Tudo começa no cérebro
Para entender melhor a ambliopia, é preciso entender o conceito da visão binocular.
“O processo visual ocorre quando a imagem é captada pela retina e enviada ao cérebro pelo nervo óptico. São enviadas duas imagens, uma de cada olho. No cérebro, essas imagens são fundidas em uma só. A visão binocular permite visualizar um campo visual mais amplo, dando a noção de profundidade”, explica Marcela.
 
Na ambliopia, o cérebro dá preferência pela imagem captada pelo olho “bom”, devido a um conflito na fusão dessas imagens.
 
“Caso essa supressão aconteça por tempo prolongado, durante o período considerado crítico para o desenvolvimento visual, que é por volta dos dois anos de idade, e que se completa por volta dos sete, há a possibilidade de ocorrer supressão irreversível. Ou seja, o cérebro irá continuamente favorecer o olho com a melhor visão, reduzindo a capacidade visual do olho afetado”, afirma Marcela.
 
Além do estrabismo
 O estrabismo não é a única causa da ambliopia. “A condição também pode ocorrer quando há uma diferença muito grande de grau de um olho para o outro. Essa é a chamada ambliopia refracional, ligada à miopia, astigmatismo ou hipermetropia”, completa a especialista.
 
“Por último, temos a ambliopia por privação de estímulo, caracterizada por alguma opacidade ocular. Normalmente, é causada por cataratas, cicatrizes na córnea ou ptose palpebral severa. Todas essas condições impedem a entrada de luz de forma adequada, interferindo no desenvolvimento da visão. É o tipo mais grave de ambliopia e requer tratamento muito mais precoce do que os outros tipos”, diz.
 
Como identificar a ambliopia?
Segundo Marcela, dificilmente a criança irá se queixar de um problema ocular nos primeiros anos de vida.
 
“Por isso, a consulta com um oftalmopediatra, ainda no primeiro ano de vida, é fundamental para detectar qualquer condição que possa levar ao desenvolvimento da ambliopia. Pais de crianças estrábicas e com altos erros refrativos precisam fazer um acompanhamento intensivo com o oftalmopediatra”, explica.
 
Como tratar a ambliopia?
O tratamento da ambliopia costuma ter resultados mais eficazes se iniciado antes dos 7 anos de idade. Contudo, uma resposta melhor e mais rápida depende da precocidade do diagnóstico e do tratamento, dentro do período crítico do desenvolvimento visual, como já citado acima.
 
“O uso do tampão no olho dominante, ou seja, com a melhor capacidade visual, é o tratamento padrão para a ambliopia.
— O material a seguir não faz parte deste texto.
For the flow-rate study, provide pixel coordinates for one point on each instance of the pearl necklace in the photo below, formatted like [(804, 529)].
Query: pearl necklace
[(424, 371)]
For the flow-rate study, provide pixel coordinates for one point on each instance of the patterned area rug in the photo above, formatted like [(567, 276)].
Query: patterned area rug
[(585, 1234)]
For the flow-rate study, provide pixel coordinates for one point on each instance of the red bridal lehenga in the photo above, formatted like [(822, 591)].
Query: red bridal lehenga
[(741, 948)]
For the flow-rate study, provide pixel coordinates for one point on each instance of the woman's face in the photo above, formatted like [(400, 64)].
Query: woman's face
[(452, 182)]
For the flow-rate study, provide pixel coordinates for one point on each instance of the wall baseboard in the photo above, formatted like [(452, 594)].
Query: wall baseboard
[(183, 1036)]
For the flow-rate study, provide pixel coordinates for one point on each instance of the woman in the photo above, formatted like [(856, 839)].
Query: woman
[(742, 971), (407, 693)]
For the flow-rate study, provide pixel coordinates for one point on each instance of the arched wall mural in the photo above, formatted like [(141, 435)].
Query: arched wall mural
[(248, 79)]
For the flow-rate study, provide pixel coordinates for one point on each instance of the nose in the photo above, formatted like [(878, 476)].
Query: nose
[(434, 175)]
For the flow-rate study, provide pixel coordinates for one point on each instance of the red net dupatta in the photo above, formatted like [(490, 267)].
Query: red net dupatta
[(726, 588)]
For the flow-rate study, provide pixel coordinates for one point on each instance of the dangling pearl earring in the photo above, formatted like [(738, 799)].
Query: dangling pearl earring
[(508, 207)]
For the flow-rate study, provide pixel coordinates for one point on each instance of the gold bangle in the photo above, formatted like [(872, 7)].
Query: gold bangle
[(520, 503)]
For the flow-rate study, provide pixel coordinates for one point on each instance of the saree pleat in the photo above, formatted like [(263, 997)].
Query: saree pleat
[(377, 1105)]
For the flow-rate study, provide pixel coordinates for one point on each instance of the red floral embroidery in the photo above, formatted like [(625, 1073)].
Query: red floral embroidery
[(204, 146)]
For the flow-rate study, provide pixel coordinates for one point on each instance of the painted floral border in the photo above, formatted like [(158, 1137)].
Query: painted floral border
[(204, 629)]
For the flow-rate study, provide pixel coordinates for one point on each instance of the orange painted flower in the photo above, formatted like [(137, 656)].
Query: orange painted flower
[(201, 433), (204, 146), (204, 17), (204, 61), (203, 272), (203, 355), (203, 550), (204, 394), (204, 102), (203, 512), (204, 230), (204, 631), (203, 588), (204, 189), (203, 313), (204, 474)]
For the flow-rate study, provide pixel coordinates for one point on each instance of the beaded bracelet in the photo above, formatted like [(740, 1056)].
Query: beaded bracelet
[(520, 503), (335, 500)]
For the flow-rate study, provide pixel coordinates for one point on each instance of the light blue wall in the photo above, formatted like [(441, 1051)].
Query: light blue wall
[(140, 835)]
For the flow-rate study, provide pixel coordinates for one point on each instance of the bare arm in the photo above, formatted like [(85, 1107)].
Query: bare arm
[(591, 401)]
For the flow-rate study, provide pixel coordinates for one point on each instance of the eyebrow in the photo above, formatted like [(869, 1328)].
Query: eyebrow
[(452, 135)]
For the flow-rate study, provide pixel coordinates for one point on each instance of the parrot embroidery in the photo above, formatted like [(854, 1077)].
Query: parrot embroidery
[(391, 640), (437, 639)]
A oclusão força o cérebro a utilizar a imagem captada pelo olho afetado. Normalmente, é indicado para crianças com estrabismo. Mas, vale ressaltar que o tampão não trata o estrabismo, portanto, não vai reverter o desvio do olho”, explica Marcela.
 
Para crianças com erros refrativos, o uso do tampão pode ser feito em conjunto com o uso de lentes corretivas. “Na ambliopia por privação de estímulo, é preciso tratar as doenças primárias, como a catarata e demais patologias, além da oclusão. Há ainda casos em que são usados outros recursos, como a atropina”, diz a médica.
 
Embora a ambliopia precise ser tratada de forma precoce, estudos recentes apontam que mesmo em crianças mais velhas, o tratamento pode melhorar a acuidade visual. Porém, não restaura a visão binocular.
Infelizmente, a ambliopia, mesmo quando tratada com sucesso e de forma precoce, pode recorrer. Por isso, o acompanhamento regular com um oftalmopediatra é de extrema importância e deve ser feito até o final da adolescência.